Debt-to-income_ratio	The maximum value of “Debt-to-income_ratio” is too high.	35065 records with value greater than 1 (23%)	As the number of bad records is high, and it is an important feature for predicting defaulters, these records need to shared with business for correction.
Num_dependents	Null Values	3924 (2.6%)	We see that around 50% of the data has number of dependents as 0. As the impact is low, we can apply a logic based on “Age”. By grouping our data for different age-group we can find out the median value of dependents for each group and impute that in the missing records.
Monthly income amount	- Null Values - Minimum value of “Monthly income amount” is 0 which seems incorrect.	29896 records (29731 + 165 ~ 20%)	Convert low value data points to null value. With the good data that is available build a KNN prediction model to predict monthly income field and fill in the missing data in the original dataset
- Maximum value of “Monthly income amount” is too high.	4 records	Exclude the 4 records as they are non-defaulters. Also, check for possible clusters in the data, separate them and then build the classification model for each cluster.

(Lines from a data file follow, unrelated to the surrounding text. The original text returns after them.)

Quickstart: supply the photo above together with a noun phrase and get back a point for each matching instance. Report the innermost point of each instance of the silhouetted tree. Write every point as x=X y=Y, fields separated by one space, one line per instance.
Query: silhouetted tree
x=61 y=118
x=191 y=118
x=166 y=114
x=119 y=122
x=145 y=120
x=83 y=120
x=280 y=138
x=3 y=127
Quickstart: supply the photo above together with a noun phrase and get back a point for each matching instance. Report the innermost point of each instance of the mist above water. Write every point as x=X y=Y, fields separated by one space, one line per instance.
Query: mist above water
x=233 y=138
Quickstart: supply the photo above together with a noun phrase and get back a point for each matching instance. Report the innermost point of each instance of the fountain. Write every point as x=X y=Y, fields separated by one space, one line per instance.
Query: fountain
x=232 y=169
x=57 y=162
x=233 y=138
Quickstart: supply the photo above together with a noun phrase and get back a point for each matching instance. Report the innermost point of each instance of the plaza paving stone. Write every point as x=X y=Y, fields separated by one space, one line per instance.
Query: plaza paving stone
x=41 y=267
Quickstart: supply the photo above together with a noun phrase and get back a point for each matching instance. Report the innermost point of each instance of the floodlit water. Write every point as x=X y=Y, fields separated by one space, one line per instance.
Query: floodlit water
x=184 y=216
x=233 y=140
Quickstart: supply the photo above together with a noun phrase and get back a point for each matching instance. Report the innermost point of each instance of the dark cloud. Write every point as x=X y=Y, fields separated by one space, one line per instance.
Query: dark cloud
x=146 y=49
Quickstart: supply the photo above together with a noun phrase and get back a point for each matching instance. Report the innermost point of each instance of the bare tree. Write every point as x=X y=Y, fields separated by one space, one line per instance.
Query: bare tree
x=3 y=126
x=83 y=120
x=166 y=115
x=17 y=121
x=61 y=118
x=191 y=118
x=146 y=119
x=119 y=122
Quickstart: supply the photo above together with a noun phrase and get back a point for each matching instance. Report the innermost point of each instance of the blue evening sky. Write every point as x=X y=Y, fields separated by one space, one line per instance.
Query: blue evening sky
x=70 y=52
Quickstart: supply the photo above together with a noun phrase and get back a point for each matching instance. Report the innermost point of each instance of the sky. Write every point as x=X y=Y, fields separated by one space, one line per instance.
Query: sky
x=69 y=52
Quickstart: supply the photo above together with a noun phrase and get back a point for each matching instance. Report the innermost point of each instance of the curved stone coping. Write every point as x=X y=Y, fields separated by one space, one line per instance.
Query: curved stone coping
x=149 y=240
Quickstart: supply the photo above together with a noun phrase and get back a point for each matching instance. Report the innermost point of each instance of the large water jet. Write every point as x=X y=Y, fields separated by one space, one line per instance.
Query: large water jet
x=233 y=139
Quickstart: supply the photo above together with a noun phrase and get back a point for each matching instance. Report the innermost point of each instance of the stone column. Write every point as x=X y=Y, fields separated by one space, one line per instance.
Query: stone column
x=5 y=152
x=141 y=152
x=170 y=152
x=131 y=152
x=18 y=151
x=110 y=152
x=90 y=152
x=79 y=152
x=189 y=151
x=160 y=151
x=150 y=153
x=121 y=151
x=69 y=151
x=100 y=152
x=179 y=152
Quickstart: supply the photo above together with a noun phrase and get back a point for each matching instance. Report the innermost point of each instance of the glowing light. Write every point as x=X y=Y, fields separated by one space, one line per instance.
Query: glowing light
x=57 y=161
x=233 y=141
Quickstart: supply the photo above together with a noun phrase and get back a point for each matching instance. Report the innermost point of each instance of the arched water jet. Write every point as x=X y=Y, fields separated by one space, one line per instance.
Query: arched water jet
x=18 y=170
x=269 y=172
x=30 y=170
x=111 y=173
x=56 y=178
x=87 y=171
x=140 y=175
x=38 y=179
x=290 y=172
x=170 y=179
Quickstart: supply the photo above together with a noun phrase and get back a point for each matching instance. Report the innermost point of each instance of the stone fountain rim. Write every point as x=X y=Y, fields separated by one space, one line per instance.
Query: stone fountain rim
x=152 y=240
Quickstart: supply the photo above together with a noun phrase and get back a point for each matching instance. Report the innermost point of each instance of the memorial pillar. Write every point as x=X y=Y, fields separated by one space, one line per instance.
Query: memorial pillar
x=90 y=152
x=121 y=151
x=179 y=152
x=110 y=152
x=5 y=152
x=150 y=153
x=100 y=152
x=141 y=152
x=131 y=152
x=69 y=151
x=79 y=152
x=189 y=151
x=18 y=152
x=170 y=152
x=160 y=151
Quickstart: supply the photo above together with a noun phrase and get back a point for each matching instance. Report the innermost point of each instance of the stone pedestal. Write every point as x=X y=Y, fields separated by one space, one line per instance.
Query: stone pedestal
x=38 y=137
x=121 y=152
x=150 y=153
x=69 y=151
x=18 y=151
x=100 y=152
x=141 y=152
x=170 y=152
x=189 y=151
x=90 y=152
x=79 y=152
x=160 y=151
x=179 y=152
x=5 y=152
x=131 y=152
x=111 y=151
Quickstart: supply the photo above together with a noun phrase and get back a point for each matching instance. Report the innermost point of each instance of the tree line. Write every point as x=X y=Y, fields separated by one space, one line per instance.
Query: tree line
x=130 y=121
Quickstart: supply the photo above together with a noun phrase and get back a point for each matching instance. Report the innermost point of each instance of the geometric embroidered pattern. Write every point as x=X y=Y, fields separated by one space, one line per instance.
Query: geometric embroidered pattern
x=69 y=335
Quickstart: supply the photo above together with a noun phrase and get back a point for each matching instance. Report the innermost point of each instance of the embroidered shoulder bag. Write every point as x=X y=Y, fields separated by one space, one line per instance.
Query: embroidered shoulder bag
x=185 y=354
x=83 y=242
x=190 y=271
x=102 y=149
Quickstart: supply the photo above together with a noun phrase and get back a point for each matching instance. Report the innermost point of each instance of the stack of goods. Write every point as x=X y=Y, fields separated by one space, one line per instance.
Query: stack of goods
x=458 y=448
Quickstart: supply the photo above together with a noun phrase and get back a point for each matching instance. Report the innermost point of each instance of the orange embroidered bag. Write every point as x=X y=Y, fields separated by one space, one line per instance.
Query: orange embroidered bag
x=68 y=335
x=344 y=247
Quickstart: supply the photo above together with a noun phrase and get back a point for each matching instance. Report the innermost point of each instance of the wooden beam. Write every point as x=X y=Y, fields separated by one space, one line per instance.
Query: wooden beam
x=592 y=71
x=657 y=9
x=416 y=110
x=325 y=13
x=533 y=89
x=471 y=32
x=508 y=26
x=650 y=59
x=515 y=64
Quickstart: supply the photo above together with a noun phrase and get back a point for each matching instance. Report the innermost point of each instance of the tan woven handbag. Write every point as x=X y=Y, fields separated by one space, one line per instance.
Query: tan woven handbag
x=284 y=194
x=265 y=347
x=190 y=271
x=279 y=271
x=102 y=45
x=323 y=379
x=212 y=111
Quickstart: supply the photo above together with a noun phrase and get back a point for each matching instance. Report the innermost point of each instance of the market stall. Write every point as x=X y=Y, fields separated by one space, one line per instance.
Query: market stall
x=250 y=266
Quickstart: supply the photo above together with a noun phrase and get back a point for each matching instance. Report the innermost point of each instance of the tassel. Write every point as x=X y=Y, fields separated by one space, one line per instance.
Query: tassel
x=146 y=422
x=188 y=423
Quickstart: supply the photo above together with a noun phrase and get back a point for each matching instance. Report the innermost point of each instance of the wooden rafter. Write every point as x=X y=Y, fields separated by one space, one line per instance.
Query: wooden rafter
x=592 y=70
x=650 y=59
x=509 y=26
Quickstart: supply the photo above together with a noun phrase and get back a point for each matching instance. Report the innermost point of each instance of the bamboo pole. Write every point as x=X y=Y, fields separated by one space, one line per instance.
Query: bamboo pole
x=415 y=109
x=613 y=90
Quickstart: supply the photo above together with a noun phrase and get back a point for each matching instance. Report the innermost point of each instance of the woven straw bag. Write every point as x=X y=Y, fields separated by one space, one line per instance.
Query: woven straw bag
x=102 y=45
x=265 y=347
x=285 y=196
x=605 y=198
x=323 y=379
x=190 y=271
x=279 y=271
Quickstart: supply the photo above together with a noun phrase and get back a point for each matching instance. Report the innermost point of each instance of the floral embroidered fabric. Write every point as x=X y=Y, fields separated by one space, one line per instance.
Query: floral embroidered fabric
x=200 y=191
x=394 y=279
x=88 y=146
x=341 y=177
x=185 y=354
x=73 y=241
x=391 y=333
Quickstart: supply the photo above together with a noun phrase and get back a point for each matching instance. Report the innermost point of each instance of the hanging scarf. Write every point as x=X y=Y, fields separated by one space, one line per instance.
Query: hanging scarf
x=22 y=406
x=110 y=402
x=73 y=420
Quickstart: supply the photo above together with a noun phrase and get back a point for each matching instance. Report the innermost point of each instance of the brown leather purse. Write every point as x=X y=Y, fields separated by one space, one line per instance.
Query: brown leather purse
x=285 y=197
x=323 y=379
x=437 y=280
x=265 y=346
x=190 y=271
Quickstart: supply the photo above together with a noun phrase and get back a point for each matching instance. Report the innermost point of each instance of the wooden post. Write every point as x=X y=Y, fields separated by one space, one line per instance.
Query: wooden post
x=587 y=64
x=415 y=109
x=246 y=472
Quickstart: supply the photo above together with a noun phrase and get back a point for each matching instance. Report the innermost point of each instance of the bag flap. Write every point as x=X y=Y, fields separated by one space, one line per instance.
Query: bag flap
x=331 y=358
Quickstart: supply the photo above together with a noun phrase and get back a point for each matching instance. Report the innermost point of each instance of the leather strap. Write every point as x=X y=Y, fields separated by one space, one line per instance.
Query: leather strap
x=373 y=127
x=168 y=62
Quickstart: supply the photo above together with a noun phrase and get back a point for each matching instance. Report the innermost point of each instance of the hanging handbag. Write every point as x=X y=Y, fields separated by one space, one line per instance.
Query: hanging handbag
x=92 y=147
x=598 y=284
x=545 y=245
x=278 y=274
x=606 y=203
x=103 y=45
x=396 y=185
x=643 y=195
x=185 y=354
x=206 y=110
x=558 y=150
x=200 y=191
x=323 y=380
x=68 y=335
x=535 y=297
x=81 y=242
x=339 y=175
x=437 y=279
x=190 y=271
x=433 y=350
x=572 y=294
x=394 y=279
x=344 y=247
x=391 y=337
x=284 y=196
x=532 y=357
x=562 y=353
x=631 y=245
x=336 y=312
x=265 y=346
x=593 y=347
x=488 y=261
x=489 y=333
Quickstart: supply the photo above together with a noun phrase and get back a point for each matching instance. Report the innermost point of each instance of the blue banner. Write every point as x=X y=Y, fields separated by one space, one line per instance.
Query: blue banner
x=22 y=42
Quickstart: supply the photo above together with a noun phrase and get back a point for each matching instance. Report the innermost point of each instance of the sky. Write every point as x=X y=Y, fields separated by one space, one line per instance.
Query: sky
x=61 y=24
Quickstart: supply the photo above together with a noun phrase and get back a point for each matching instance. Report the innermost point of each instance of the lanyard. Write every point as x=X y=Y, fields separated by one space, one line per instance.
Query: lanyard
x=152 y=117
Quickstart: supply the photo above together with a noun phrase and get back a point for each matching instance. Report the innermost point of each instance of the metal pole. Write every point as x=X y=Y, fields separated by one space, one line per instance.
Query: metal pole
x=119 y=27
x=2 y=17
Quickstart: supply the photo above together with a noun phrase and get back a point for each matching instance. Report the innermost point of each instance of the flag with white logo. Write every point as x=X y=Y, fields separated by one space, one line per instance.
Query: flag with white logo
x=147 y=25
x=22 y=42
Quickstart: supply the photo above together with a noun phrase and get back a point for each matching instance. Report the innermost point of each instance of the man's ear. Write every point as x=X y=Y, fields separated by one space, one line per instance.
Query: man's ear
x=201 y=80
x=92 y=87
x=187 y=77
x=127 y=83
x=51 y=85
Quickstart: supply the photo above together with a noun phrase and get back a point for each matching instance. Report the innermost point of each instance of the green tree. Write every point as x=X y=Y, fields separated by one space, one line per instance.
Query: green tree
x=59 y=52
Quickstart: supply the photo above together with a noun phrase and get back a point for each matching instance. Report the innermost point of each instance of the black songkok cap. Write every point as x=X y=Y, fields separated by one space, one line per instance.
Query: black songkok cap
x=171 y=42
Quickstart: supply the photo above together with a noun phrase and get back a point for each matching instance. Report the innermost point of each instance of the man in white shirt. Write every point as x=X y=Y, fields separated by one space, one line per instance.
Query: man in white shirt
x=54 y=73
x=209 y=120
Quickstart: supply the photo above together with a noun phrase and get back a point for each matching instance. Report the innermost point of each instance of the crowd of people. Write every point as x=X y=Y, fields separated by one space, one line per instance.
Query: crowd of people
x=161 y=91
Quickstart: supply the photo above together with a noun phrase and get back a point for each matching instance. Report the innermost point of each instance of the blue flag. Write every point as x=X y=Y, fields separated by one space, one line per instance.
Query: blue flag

Missing Data imputation using KNN Regressor:

Imputing missing data in "Monthly Income Amount" field using KNN Regressor

Concluding Notes:

All suggestions are implemented only after careful considerations, discussion with business and after written approvals.
While implementing the above suggestions we need to keep a constant check on the imbalance in the data and ensure it does not further increase as our primary objective is to build a classification model to predict credit defaulters.
For the issue related to imbalance in data, under-sampling can be done to get balanced datasets. Multiple such datasets can be extracted through random sampling; classification prediction model can be built for each dataset and final predictions to be arrived using ensemble technique.

Collect, scrape or pick up data from the domain you are interested in, explore, identify issues, fix them and proceed further with forecasting, predictions or identifying patterns in data which will be useful to your business.